Das Umgangsrecht hat sicherlich seine Bedeutung und kann positiv für die Entwicklung von Kindern sein. Es gibt allerdings zur Zeit keine belastbaren wissenschaftlichen Erkenntnisse darüber, dass der Umgang tatsächlich für die Entwicklung der Kinder die Bedeutung hat, die ihm zur Zeit in der Rechtsprechung und in der öffentlichen Meinung beigemessen wird. Die herrschende Umgangseuphorie ist nicht angebracht (vgl. Dr. Kindler/Reinhold, Wohl und Wille des Kindes, VPR 2007, 291 ff). Bei den verschiedenen Untersuchungen ist vielmehr festgestellt worden, dass es eher ungünstige Zusammenhänge zwischen Umgangskontakten und kindlichem Wohlbefinden gibt, wenn zwischen den Eltern ein anhaltend hohes Konfliktniveau besteht. Gelingt es Eltern über längere Zeit nicht, ihre wechselseitigen Konflikte nach der Trennung zu begrenzen, werden Umgangskontakte für die Kinder vielfach zur Belastung. Andererseits trägt eine positive Entwicklung der Kinder zu einer Stabilisierung des Umgangs bei.

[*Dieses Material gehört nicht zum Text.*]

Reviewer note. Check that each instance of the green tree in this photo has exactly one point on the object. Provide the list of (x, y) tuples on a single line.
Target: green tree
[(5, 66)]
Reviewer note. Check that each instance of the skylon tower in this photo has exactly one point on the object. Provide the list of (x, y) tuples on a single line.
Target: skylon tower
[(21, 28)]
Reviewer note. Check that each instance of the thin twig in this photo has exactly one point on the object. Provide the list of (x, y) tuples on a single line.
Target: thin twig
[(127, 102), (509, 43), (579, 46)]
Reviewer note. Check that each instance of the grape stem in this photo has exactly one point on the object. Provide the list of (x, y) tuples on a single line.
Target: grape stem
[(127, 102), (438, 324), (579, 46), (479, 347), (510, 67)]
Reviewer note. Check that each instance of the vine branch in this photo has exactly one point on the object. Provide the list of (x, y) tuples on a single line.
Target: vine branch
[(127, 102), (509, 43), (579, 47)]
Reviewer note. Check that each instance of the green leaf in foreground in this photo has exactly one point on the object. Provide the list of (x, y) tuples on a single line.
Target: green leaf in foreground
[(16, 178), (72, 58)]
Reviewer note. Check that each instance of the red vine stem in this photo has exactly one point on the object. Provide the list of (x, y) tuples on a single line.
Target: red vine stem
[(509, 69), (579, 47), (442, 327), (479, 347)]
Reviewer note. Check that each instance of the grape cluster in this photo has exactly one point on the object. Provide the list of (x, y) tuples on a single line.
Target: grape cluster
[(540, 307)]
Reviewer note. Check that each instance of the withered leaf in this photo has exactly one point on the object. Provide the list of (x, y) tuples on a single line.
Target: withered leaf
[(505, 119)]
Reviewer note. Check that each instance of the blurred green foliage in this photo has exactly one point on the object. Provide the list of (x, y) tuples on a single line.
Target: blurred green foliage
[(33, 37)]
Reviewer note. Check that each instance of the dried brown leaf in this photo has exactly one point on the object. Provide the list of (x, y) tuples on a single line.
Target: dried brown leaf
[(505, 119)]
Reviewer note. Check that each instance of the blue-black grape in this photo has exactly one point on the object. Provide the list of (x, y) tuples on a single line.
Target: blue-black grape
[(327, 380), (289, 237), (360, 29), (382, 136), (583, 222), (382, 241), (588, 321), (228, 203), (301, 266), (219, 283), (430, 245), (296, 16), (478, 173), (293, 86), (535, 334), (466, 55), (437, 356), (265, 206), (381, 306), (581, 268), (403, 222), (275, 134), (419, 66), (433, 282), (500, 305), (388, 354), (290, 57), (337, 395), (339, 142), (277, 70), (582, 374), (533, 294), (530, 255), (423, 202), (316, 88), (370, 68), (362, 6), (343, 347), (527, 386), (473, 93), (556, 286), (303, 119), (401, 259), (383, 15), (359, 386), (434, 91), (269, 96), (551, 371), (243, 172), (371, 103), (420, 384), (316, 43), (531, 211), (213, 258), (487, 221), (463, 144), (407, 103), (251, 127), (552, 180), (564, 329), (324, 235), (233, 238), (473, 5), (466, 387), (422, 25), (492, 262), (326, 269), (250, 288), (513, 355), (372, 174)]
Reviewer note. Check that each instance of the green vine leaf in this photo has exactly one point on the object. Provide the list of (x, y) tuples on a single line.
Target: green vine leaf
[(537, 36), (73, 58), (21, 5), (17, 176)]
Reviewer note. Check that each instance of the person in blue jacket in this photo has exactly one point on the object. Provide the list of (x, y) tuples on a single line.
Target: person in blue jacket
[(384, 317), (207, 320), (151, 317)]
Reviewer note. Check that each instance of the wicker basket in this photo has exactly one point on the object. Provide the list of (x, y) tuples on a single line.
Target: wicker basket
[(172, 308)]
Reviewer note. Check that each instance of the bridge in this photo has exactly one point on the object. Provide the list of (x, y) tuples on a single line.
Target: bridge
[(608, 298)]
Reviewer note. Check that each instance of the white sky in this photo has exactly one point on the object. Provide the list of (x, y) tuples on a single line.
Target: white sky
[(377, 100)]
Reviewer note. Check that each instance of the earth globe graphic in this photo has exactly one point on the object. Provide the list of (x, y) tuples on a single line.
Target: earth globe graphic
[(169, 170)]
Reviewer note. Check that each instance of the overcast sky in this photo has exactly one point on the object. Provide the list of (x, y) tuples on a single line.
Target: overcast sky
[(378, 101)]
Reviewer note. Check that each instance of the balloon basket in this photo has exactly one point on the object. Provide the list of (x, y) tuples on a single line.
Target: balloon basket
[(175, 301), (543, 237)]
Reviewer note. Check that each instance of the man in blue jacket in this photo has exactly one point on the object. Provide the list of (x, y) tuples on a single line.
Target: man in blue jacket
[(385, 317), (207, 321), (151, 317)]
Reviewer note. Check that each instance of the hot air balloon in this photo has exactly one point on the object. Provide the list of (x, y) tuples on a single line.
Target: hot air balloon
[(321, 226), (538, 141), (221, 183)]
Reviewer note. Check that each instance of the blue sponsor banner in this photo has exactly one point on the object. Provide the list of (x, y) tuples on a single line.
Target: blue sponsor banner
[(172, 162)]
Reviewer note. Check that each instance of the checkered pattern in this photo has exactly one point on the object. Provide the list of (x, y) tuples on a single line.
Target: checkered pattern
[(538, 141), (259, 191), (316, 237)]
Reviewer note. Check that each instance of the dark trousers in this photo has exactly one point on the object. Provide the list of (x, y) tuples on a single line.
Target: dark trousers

Bevor es zu einer Ausweitung des ohnehin sehr umfangreichen Umgangsrechtes kommen kann, müsste das hohe Konfliktniveau zwischen den Parteien erst einmal abgebaut werden. Dazu kann auch der Antragsteller beitragen, indem er nicht die Erziehungsfähigkeit der Mutter anzweifelt, indem er sich mit dem bisherigen Umgangsrecht zufrieden gibt und nicht ständig mehr fordert. Andererseits muss aber auch die Antragsgegnerin die Bereitschaft entwickeln, wieder mit dem Antragsteller zu kommunizieren und eine Basis dafür zu schaffen, dass der gemeinsame Sohn auch in der Zukunft unbelastet Umgang mit seinem Vater pflegen kann.
3). Die Kostenentscheidung beruht auf § 13 a FGG.